In contrast, several studies [55,64,65] have now reported correlations between 11C-PIB amyloid binding and memory scores. Similarly, Rosenberg and colleagues [61] examined cognitive performance in the cohort of subjects described by Wong and colleagues [26] and found a significant correlation between florbetapir F 18 binding and seriously ADAS-cog (Alzheimer’s Disease Assessment Scale Cognitive Sub-scale) performance by normal elderly controls. Park and colleagues [66] have also recently reported a relationship between florbetapir PET amyloid binding and working memory performance in cognitively normal aging subjects. It is not surprising that the strength of correlation between PET result and cognitive performance, and/or the magnitude of the difference in cognitive performance between cognitively normal subjects with A??-positive and A??-negative PET scans, was modest and sometimes variable.
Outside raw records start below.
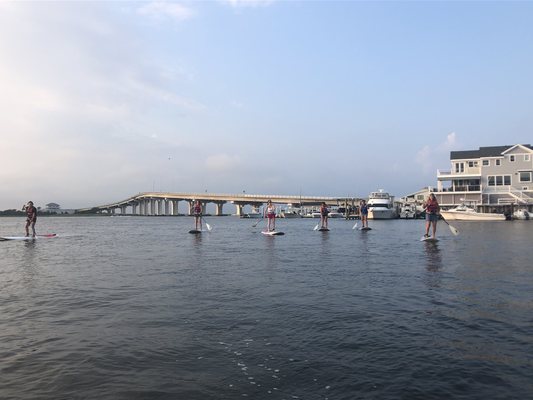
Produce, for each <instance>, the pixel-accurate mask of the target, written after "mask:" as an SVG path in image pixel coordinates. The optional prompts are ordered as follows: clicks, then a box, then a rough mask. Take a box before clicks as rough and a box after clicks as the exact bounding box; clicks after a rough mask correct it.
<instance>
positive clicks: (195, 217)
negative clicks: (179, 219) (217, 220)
mask: <svg viewBox="0 0 533 400" xmlns="http://www.w3.org/2000/svg"><path fill="white" fill-rule="evenodd" d="M193 215H194V226H195V227H196V230H197V231H201V230H202V205H201V204H200V200H196V203H195V204H194V206H193Z"/></svg>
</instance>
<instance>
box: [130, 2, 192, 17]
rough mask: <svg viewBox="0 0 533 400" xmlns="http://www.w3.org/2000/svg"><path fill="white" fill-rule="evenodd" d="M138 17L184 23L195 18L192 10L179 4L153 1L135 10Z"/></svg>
mask: <svg viewBox="0 0 533 400" xmlns="http://www.w3.org/2000/svg"><path fill="white" fill-rule="evenodd" d="M137 13H138V14H139V15H144V16H147V17H150V18H155V19H162V18H170V19H173V20H176V21H180V22H181V21H185V20H188V19H191V18H193V17H194V16H195V12H194V10H193V9H191V8H189V7H186V6H185V5H183V4H180V3H171V2H166V1H154V2H152V3H149V4H146V5H144V6H142V7H140V8H138V9H137Z"/></svg>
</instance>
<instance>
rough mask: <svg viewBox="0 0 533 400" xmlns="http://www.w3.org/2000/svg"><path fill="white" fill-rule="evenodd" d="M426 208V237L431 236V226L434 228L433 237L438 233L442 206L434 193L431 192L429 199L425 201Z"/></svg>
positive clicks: (424, 208)
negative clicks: (440, 205) (439, 221)
mask: <svg viewBox="0 0 533 400" xmlns="http://www.w3.org/2000/svg"><path fill="white" fill-rule="evenodd" d="M423 207H424V210H426V233H425V234H424V238H429V237H430V236H429V228H430V226H431V227H432V228H433V230H432V232H433V239H435V236H436V234H437V221H438V220H439V211H440V206H439V203H438V202H437V197H435V194H434V193H430V194H429V196H428V198H427V200H426V201H425V202H424V205H423Z"/></svg>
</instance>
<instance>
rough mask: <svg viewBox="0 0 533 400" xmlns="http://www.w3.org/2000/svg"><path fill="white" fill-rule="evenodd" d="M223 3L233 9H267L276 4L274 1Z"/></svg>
mask: <svg viewBox="0 0 533 400" xmlns="http://www.w3.org/2000/svg"><path fill="white" fill-rule="evenodd" d="M221 2H222V3H224V4H228V5H229V6H231V7H232V8H245V7H267V6H270V5H271V4H273V3H274V0H221Z"/></svg>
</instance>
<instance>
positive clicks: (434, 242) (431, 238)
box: [420, 236, 439, 243]
mask: <svg viewBox="0 0 533 400" xmlns="http://www.w3.org/2000/svg"><path fill="white" fill-rule="evenodd" d="M420 241H421V242H434V243H435V242H438V241H439V239H436V238H432V237H431V236H430V237H424V236H422V237H421V238H420Z"/></svg>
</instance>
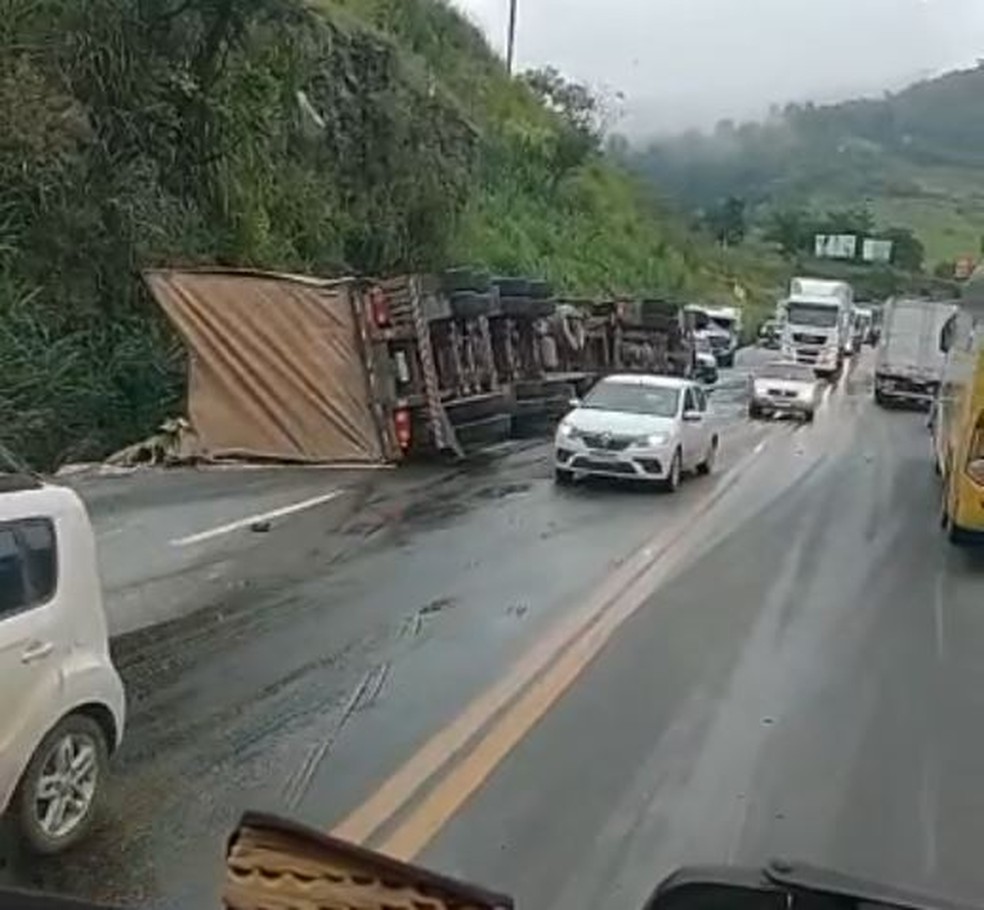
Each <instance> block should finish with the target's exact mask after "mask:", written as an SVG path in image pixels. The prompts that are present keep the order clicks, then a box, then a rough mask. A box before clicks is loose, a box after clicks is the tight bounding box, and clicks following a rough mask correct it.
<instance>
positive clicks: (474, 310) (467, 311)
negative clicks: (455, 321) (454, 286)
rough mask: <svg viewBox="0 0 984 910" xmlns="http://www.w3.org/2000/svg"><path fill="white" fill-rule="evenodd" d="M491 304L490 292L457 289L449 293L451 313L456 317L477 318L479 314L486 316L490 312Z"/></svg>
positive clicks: (491, 301)
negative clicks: (469, 290) (484, 293)
mask: <svg viewBox="0 0 984 910" xmlns="http://www.w3.org/2000/svg"><path fill="white" fill-rule="evenodd" d="M492 306H493V297H492V295H491V294H480V293H477V292H475V291H457V292H456V293H454V294H452V295H451V314H452V315H453V316H454V317H455V318H456V319H477V318H478V317H479V316H488V314H489V313H491V312H492Z"/></svg>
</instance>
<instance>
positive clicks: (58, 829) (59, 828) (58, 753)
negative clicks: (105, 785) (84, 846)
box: [16, 714, 108, 854]
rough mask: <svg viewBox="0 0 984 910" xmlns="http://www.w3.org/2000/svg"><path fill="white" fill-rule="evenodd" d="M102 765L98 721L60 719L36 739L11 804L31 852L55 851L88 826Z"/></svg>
mask: <svg viewBox="0 0 984 910" xmlns="http://www.w3.org/2000/svg"><path fill="white" fill-rule="evenodd" d="M107 764H108V757H107V746H106V738H105V735H104V734H103V731H102V729H101V728H100V726H99V724H97V723H96V722H95V721H94V720H93V719H92V718H90V717H86V716H85V715H82V714H71V715H69V716H68V717H66V718H64V719H63V720H62V721H61V722H60V723H59V724H58V725H57V726H56V727H55V728H54V729H53V730H52V731H51V732H50V733H48V735H47V736H46V737H45V738H44V739H43V740H42V741H41V745H40V746H38V749H37V751H36V752H35V753H34V756H33V757H32V758H31V761H30V763H29V764H28V766H27V770H26V771H25V772H24V776H23V778H21V781H20V785H19V787H18V792H17V797H16V800H17V803H16V809H17V814H18V819H19V822H20V830H21V835H22V836H23V838H24V841H25V843H26V844H27V846H28V847H29V848H30V849H31V850H33V851H34V852H35V853H41V854H54V853H61V852H62V851H63V850H67V849H68V848H69V847H71V846H73V845H74V844H76V843H78V841H79V840H81V839H82V838H83V837H84V836H85V834H86V832H87V831H88V830H89V828H90V827H91V825H92V821H93V818H94V815H95V809H96V804H97V801H98V798H99V794H100V792H101V789H102V783H103V778H104V777H105V775H106V767H107Z"/></svg>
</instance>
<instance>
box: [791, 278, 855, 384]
mask: <svg viewBox="0 0 984 910" xmlns="http://www.w3.org/2000/svg"><path fill="white" fill-rule="evenodd" d="M853 298H854V295H853V291H852V289H851V286H850V285H849V284H847V282H844V281H825V280H820V279H813V278H794V279H793V281H792V283H791V285H790V293H789V296H788V297H787V298H786V300H785V301H784V302H783V307H782V309H783V312H784V313H785V325H784V327H783V353H784V355H785V357H786V358H788V359H789V360H793V361H795V362H796V363H803V364H807V365H809V366H812V367H813V369H814V371H815V372H816V374H817V375H818V376H824V377H827V378H830V377H834V376H836V375H837V374H839V373H840V370H841V367H842V365H843V363H844V358H845V356H847V355H849V354H850V353H851V351H852V346H853V331H852V319H853V309H854V308H853Z"/></svg>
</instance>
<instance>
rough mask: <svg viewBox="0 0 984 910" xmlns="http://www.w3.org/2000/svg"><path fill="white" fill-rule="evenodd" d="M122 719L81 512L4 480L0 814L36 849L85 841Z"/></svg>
mask: <svg viewBox="0 0 984 910" xmlns="http://www.w3.org/2000/svg"><path fill="white" fill-rule="evenodd" d="M123 716H124V695H123V685H122V683H121V682H120V678H119V675H118V674H117V672H116V670H115V669H114V667H113V664H112V661H111V660H110V656H109V642H108V637H107V631H106V618H105V614H104V613H103V604H102V591H101V587H100V582H99V573H98V568H97V564H96V545H95V539H94V536H93V533H92V526H91V525H90V523H89V517H88V515H87V513H86V510H85V507H84V506H83V504H82V502H81V500H80V499H79V497H78V496H77V495H76V494H75V493H73V492H72V491H71V490H68V489H64V488H62V487H56V486H48V485H46V484H42V483H40V482H39V481H37V480H35V479H34V478H32V477H27V476H25V475H22V474H4V473H0V815H4V816H9V817H10V818H9V819H8V821H14V822H15V823H16V825H17V827H18V829H19V832H20V834H21V837H22V839H23V841H24V843H25V844H26V846H27V847H28V848H29V849H31V850H34V851H36V852H39V853H58V852H60V851H62V850H65V849H67V848H68V847H71V846H72V845H74V844H75V843H77V842H78V841H79V840H80V839H81V838H82V837H83V836H84V835H85V833H86V831H87V830H88V829H89V827H90V826H91V824H92V821H93V816H94V812H95V808H96V804H97V801H98V797H99V795H100V792H101V790H102V787H103V785H104V782H105V778H106V772H107V762H108V757H109V755H110V753H111V752H112V751H113V750H115V749H116V747H117V746H118V745H119V742H120V738H121V737H122V734H123Z"/></svg>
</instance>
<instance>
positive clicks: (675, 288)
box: [0, 0, 777, 466]
mask: <svg viewBox="0 0 984 910" xmlns="http://www.w3.org/2000/svg"><path fill="white" fill-rule="evenodd" d="M601 113H602V112H601V111H600V110H599V109H598V108H597V105H596V102H595V99H593V98H592V97H591V96H590V93H586V92H585V91H584V90H583V88H582V87H580V86H577V85H575V84H571V83H569V82H566V81H565V80H563V79H562V78H561V77H560V76H559V75H558V74H555V73H551V72H545V73H541V74H539V75H538V76H537V78H535V79H523V78H510V77H509V76H508V75H507V73H506V70H505V66H504V64H503V63H502V61H501V60H500V59H499V58H498V57H497V56H496V55H495V54H493V53H492V51H491V50H490V49H489V46H488V44H487V42H486V41H485V39H484V37H483V36H482V34H481V32H480V31H479V30H478V29H477V28H475V27H474V26H473V25H472V24H470V23H469V22H468V21H467V20H465V19H464V18H462V17H461V15H459V14H458V13H457V12H456V11H455V10H454V9H453V8H452V7H451V6H450V5H449V4H448V3H447V2H445V0H153V2H147V0H7V2H6V3H5V4H4V22H3V27H2V28H0V123H2V127H0V377H2V382H0V440H2V441H3V442H4V443H5V444H6V445H7V446H8V447H10V448H12V449H13V450H14V451H16V452H19V453H20V454H22V455H23V456H25V457H27V458H28V459H29V460H31V461H32V462H33V463H35V464H37V465H41V466H50V465H53V464H57V463H60V462H62V461H65V460H68V459H89V458H96V457H99V456H101V455H103V454H104V453H106V452H107V451H108V450H112V449H113V448H115V447H117V446H120V445H122V444H124V443H127V442H130V441H132V440H133V439H134V438H139V437H141V436H143V435H145V434H147V433H149V432H150V431H152V430H153V429H154V428H155V427H156V426H157V424H158V423H159V422H160V421H161V420H162V419H163V418H164V417H166V416H168V415H169V414H173V413H175V412H180V410H181V409H182V397H183V392H184V375H185V371H184V365H183V361H182V350H181V346H180V345H179V344H178V343H177V342H176V339H175V338H174V337H173V335H172V333H171V332H170V329H169V328H168V327H167V326H165V325H163V324H162V320H161V319H160V318H159V316H158V314H157V312H156V309H155V308H154V307H153V306H152V305H151V304H150V302H149V301H148V299H147V295H146V292H145V291H144V289H143V287H142V285H141V282H140V278H139V272H140V269H142V268H144V267H147V266H151V265H160V264H173V263H181V264H194V263H202V262H209V263H214V262H219V263H222V264H228V265H242V266H252V267H258V268H271V269H287V270H291V271H302V272H311V273H315V274H321V275H332V274H338V273H344V274H352V273H362V274H385V273H394V272H399V271H405V270H436V269H440V268H443V267H445V266H448V265H450V264H454V263H462V262H467V263H477V264H484V265H487V266H490V267H491V268H493V269H495V270H496V271H499V272H501V273H505V274H510V273H521V274H537V275H544V276H546V277H548V278H551V279H553V281H554V282H555V284H556V285H557V287H558V288H559V289H562V290H567V291H571V292H576V293H600V292H614V291H640V290H643V289H672V290H677V291H681V292H685V293H690V294H693V295H702V296H703V295H706V296H709V297H718V296H723V297H729V296H730V295H731V293H732V289H733V288H734V286H735V284H736V283H738V284H741V285H742V286H743V287H745V288H746V289H748V290H749V291H750V293H751V295H752V299H753V300H759V301H765V300H766V299H767V297H768V291H769V288H770V286H771V285H772V284H773V283H775V281H776V280H777V279H776V272H775V268H774V265H773V264H770V263H769V262H768V261H764V262H763V261H762V260H761V259H760V258H758V257H755V256H753V255H750V254H748V253H747V252H745V253H740V254H731V253H728V252H723V251H721V250H719V249H717V248H715V247H714V246H713V245H712V244H711V243H709V242H708V240H707V239H706V238H704V237H702V236H699V235H695V234H693V233H691V232H690V231H689V230H688V228H687V226H686V225H685V224H684V223H683V222H681V221H680V220H678V219H677V218H676V216H674V215H672V214H670V213H669V212H667V211H666V210H665V209H664V208H662V207H661V206H660V205H658V204H657V202H656V201H655V200H654V199H653V198H651V194H649V193H647V191H646V188H645V186H644V185H641V181H639V180H638V179H637V178H635V177H634V176H633V175H631V174H629V173H627V172H626V171H625V170H623V169H621V168H620V167H618V166H615V165H614V164H613V163H612V162H610V161H609V160H608V159H606V158H605V156H604V155H602V154H601V151H600V145H601V131H600V128H599V127H600V115H601Z"/></svg>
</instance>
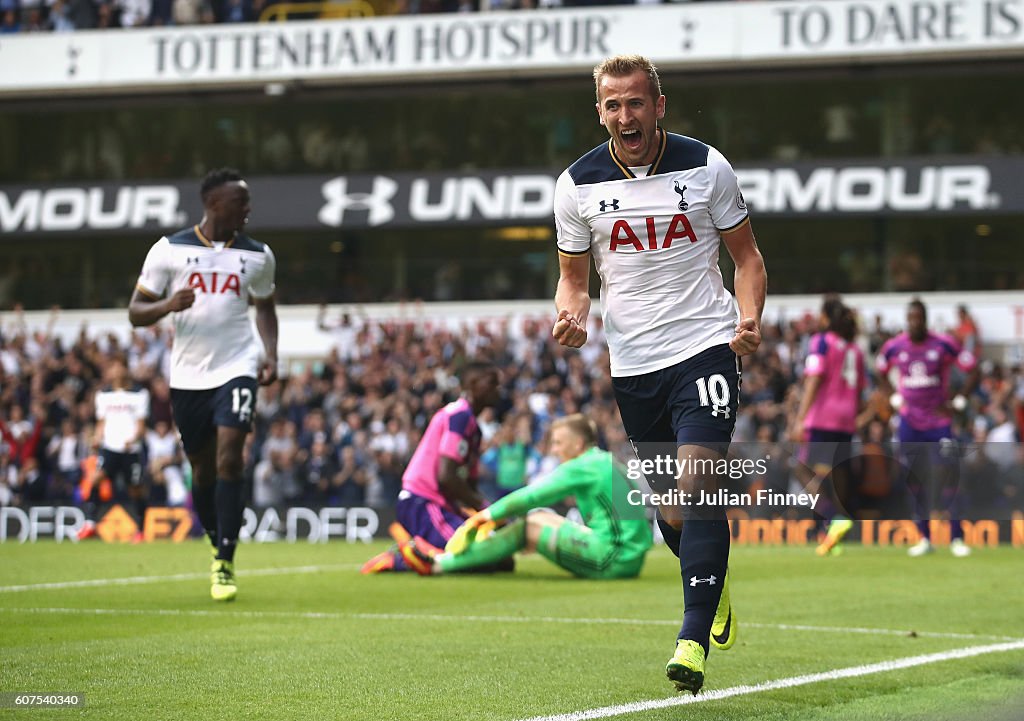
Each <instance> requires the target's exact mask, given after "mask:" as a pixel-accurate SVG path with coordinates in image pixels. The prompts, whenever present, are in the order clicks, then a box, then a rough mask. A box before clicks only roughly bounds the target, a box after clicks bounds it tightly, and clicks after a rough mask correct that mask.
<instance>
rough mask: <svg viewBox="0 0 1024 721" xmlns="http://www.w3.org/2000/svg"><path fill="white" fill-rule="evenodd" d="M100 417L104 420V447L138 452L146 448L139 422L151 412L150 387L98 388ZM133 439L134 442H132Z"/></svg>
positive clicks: (134, 451)
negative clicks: (140, 440)
mask: <svg viewBox="0 0 1024 721" xmlns="http://www.w3.org/2000/svg"><path fill="white" fill-rule="evenodd" d="M95 404H96V420H97V421H102V422H103V437H102V439H101V440H100V443H101V444H102V447H103V448H104V449H106V450H109V451H114V452H115V453H138V452H139V451H140V450H141V449H142V444H141V442H140V439H139V438H136V434H137V432H138V422H139V421H142V422H143V423H144V422H145V419H146V417H147V416H148V415H150V391H147V390H145V389H144V388H134V389H132V388H123V389H114V388H105V389H103V390H100V391H97V392H96V397H95ZM129 441H132V442H129Z"/></svg>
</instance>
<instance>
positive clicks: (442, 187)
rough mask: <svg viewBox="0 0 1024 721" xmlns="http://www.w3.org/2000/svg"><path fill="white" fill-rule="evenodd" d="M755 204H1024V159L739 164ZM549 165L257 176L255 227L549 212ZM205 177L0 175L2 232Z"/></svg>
mask: <svg viewBox="0 0 1024 721" xmlns="http://www.w3.org/2000/svg"><path fill="white" fill-rule="evenodd" d="M736 174H737V176H738V177H739V183H740V188H741V189H742V192H743V196H744V198H745V200H746V203H748V205H749V207H750V208H751V211H752V212H753V213H754V214H756V215H778V216H785V215H797V214H799V215H802V216H806V215H856V214H876V215H898V214H902V213H929V214H933V215H936V214H948V213H989V212H998V213H1019V212H1022V211H1024V197H1022V196H1021V195H1020V194H1019V193H1017V189H1016V188H1017V184H1018V179H1019V178H1020V177H1024V159H1021V158H991V157H983V158H981V157H979V158H969V157H961V158H957V159H955V161H953V160H952V159H950V160H949V161H948V162H939V161H936V160H931V159H912V160H903V161H899V162H885V163H884V162H881V161H877V162H869V161H868V162H862V163H857V164H816V163H796V164H792V165H764V166H759V167H742V166H739V167H737V168H736ZM556 178H557V175H556V174H555V173H552V172H550V171H528V170H522V171H509V172H504V173H503V172H479V173H395V174H390V175H384V174H378V175H347V176H323V175H310V176H295V177H257V178H252V179H251V180H250V184H251V186H252V188H253V195H254V198H256V199H257V200H258V214H257V215H254V216H253V217H252V222H253V226H254V227H259V228H261V229H279V228H283V229H309V228H324V227H340V226H345V227H349V228H358V227H409V226H416V225H451V224H455V223H466V222H470V223H477V224H498V223H506V222H516V223H522V222H534V223H548V222H550V221H551V218H552V210H551V208H552V202H553V198H554V189H555V180H556ZM201 215H202V213H201V209H200V203H199V198H198V197H197V194H196V189H195V182H194V181H191V180H181V181H176V182H171V183H155V184H141V183H139V184H128V185H122V184H116V183H91V184H88V185H71V184H69V185H63V186H56V187H52V186H48V187H44V186H31V185H7V186H0V234H4V235H15V234H33V232H81V231H90V230H91V231H97V232H98V231H102V232H117V231H137V230H140V229H152V230H155V231H156V230H168V229H176V228H179V227H181V226H182V225H184V224H186V223H187V222H188V220H189V219H199V218H200V217H201Z"/></svg>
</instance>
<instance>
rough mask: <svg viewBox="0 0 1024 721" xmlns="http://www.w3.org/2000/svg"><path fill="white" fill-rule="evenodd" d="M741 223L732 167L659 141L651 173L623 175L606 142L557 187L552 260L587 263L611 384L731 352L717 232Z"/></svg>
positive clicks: (628, 169) (645, 168)
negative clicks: (555, 236) (589, 253)
mask: <svg viewBox="0 0 1024 721" xmlns="http://www.w3.org/2000/svg"><path fill="white" fill-rule="evenodd" d="M745 221H746V205H745V204H744V203H743V197H742V195H741V194H740V193H739V185H738V183H737V181H736V175H735V173H734V172H733V170H732V166H730V165H729V162H728V161H727V160H726V159H725V158H724V157H723V156H722V154H721V153H719V152H718V151H717V150H715V149H714V147H712V146H710V145H707V144H705V143H702V142H700V141H699V140H694V139H693V138H689V137H685V136H683V135H675V134H673V133H667V132H665V131H662V145H660V149H659V151H658V155H657V157H656V158H655V160H654V162H653V163H652V164H651V166H650V167H649V168H646V167H643V168H628V167H626V166H625V165H624V164H623V162H622V161H621V160H620V159H618V158H617V157H616V156H615V153H614V150H613V149H612V144H611V141H610V140H609V141H608V142H606V143H603V144H601V145H598V146H597V147H595V149H594V150H593V151H591V152H590V153H588V154H587V155H585V156H584V157H583V158H581V159H580V160H578V161H577V162H575V163H573V164H572V165H571V166H569V168H568V169H567V170H566V171H565V172H563V173H562V174H561V175H560V176H559V178H558V183H557V185H556V187H555V227H556V229H557V234H558V250H559V252H560V253H562V254H564V255H584V254H586V253H588V252H590V253H592V254H593V256H594V263H595V265H596V266H597V272H598V274H599V275H600V277H601V309H602V317H603V320H604V330H605V333H606V335H607V339H608V350H609V352H610V355H611V375H612V376H614V377H623V376H636V375H641V374H644V373H651V372H653V371H658V370H662V369H664V368H669V367H670V366H674V365H675V364H677V363H679V362H681V360H685V359H686V358H688V357H692V356H693V355H696V354H697V353H699V352H701V351H703V350H707V349H708V348H710V347H712V346H715V345H720V344H722V343H728V342H729V341H730V340H732V337H733V335H734V333H735V326H736V321H737V320H738V310H737V307H736V302H735V300H734V299H733V297H732V294H731V293H729V291H728V290H726V288H725V285H724V284H723V282H722V272H721V270H719V267H718V253H719V245H720V243H721V240H722V239H721V232H720V231H722V230H730V229H733V228H735V227H737V226H739V225H740V224H742V223H743V222H745Z"/></svg>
At least three factors work to limit the magnitude of effect that can be obtained in cognitively normal subjects. First, the range of cognitive performance in cognitively normal subjects is constrained by the criteria used to separate cognitively impaired subjects from cognitively normal. The earlier and more aggressively the diagnosis of impairment is made, the less potential for variance within the normal group as a function of amyloid level, as subjects with greater amyloid burden, and more advanced impairment, may be classified as cognitively impaired. Second, the outcome may depend on the difficulty of the cognitive tests used. More difficult tests are more likely to uncover deficits that may otherwise go unnoticed [64].

Finally, the relationship between amyloid binding and cognitive performance can be modified by the subject’s education/cognitive reserve [64,65]. Subjects with high education/high Brefeldin_A cognitive reserve appear to maintain cognitive function in the normal range for a longer period or in the face of greater PET amyloid binding than subjects selleck chemicals Gemcitabine with lower cognitive reserve. The Pike and colleagues [55] and the Rentz and colleagues [64] reports above both include scatterplots of cognitive performance as a function of amyloid binding (SUVR). Rather than a preferential distribution of abnormally low memory scores in association with high amyloid binding, the scatterplots are notable for the relative absence of high memory scores in the high amyloid group. It is tempting to speculate that this kind of distribution is the result of the limiting factors discussed above.